If I had a "proof generation" program, it would spit out numbers for which factors are needed. These would mostly not exceed 125 digits and would be great choices - but I don't have that program. Until that time, I see four tasks that might meet your needs.

1. You could pick up (19^233-1)/18 from the most wanted list. There are several smaller roadblocks, but this one needs more ECM curves at B1=11M, which fits into your time-per-curve limit. A factor would be useful even if we don't find factors for the smaller roadblocks because we will eventually create special case arguments for those that we don't factor.

2. Most of the numbers in the "More Wanted" ECM Server have no known factors. Many of these are eventual roadblocks because they are capstones of factor chains with no known additional factors. These limits are mostly far beyond the limits of the Most Wanted numbers, though.

3. You could pick your personal "base" prime "p" and look for factors of (p^q-1)/(p-1) for primes "q" for as far as you have interest and stamina. Enough of these factors would make it possible to construct a proof that any OPN divisible by "p" must exceed 10^n. These lemmas get piled together in proving any OPN must exceed 10^n. There are some bases that have been used by other OPN researchers that have not received a lot of attention yet.

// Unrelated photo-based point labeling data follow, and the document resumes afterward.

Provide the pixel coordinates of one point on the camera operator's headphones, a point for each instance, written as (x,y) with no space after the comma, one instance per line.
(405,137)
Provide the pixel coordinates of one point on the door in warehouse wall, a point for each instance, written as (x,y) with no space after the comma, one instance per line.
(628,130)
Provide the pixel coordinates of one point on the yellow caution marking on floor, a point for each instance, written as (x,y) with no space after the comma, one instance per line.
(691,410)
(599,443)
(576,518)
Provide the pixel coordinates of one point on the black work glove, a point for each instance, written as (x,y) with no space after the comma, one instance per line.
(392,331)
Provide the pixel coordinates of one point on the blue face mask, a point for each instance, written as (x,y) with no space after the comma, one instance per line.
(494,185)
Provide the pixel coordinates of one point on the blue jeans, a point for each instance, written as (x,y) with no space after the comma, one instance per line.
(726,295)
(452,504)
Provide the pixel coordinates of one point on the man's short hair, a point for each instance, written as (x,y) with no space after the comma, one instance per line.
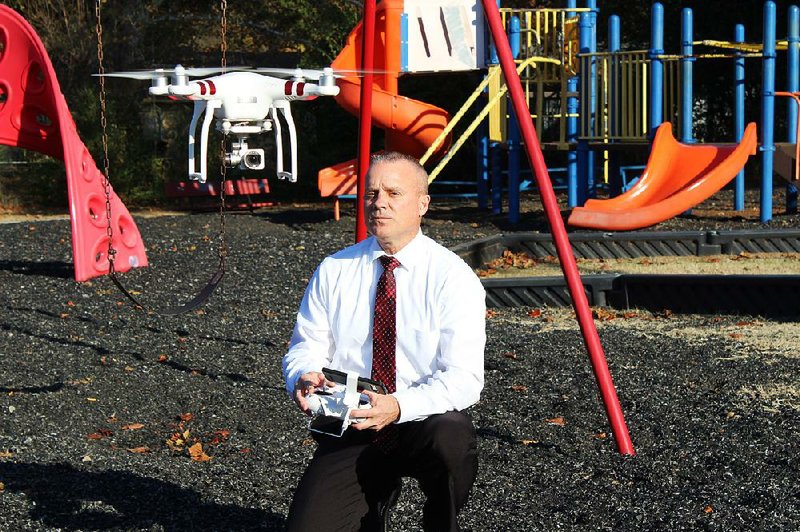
(395,156)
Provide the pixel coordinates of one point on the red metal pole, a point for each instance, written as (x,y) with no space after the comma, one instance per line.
(563,247)
(365,111)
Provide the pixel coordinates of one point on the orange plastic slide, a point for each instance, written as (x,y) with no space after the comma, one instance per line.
(677,177)
(411,126)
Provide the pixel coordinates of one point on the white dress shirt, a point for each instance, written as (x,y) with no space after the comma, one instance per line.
(441,324)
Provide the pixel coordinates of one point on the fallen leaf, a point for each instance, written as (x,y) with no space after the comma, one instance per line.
(100,434)
(197,453)
(139,450)
(602,314)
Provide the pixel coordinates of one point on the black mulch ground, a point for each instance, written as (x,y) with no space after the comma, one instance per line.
(99,403)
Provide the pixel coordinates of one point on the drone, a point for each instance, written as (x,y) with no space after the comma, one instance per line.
(245,103)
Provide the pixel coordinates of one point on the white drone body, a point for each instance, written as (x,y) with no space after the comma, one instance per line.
(244,103)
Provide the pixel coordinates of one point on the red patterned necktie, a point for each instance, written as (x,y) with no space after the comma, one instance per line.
(384,342)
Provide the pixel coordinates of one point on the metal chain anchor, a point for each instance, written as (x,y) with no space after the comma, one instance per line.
(223,170)
(111,252)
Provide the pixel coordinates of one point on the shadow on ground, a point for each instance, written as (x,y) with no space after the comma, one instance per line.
(70,499)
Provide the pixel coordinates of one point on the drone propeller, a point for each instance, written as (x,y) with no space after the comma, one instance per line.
(316,74)
(177,71)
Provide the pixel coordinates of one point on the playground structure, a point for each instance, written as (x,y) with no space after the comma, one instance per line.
(35,116)
(589,105)
(413,126)
(616,100)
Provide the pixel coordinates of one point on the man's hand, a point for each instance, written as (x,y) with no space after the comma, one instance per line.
(306,385)
(385,410)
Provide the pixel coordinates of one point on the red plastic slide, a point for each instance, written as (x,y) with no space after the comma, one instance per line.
(677,177)
(411,126)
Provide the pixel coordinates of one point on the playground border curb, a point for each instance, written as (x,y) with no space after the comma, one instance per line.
(764,295)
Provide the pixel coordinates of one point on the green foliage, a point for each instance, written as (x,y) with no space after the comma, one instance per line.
(147,139)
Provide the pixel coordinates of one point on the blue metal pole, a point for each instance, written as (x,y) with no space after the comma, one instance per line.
(687,82)
(656,67)
(592,156)
(738,114)
(767,112)
(513,134)
(572,137)
(792,59)
(483,167)
(496,166)
(614,176)
(586,127)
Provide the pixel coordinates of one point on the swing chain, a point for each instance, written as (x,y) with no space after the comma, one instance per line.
(111,253)
(223,170)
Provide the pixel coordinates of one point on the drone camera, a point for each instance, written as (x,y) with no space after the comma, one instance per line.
(252,160)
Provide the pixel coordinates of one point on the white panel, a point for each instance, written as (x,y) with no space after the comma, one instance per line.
(444,35)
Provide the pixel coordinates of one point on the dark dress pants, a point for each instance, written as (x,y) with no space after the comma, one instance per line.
(349,478)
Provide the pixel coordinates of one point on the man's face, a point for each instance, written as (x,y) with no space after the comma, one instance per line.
(394,203)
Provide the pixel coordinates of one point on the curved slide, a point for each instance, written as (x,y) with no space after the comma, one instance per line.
(677,177)
(411,125)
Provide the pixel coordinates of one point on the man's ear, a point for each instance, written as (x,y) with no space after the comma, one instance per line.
(424,202)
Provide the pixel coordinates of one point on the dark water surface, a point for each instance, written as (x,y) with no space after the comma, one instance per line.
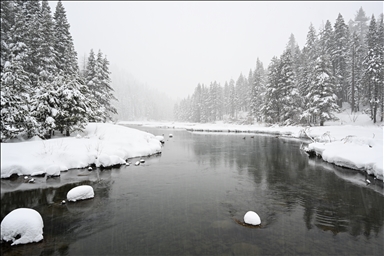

4. I have many composites between 80 and 140 digits that are not really necessary, but are small enough to be easily factored with GNFS or SNFS. Most of these numbers, especially above 100 digits or so, should have more ecm work done first. You could undertake the "qualification" of these numbers, with the unfactored ones graduating to the "composites" page for NFS factorization.

Let me know if any of these choices are attractive.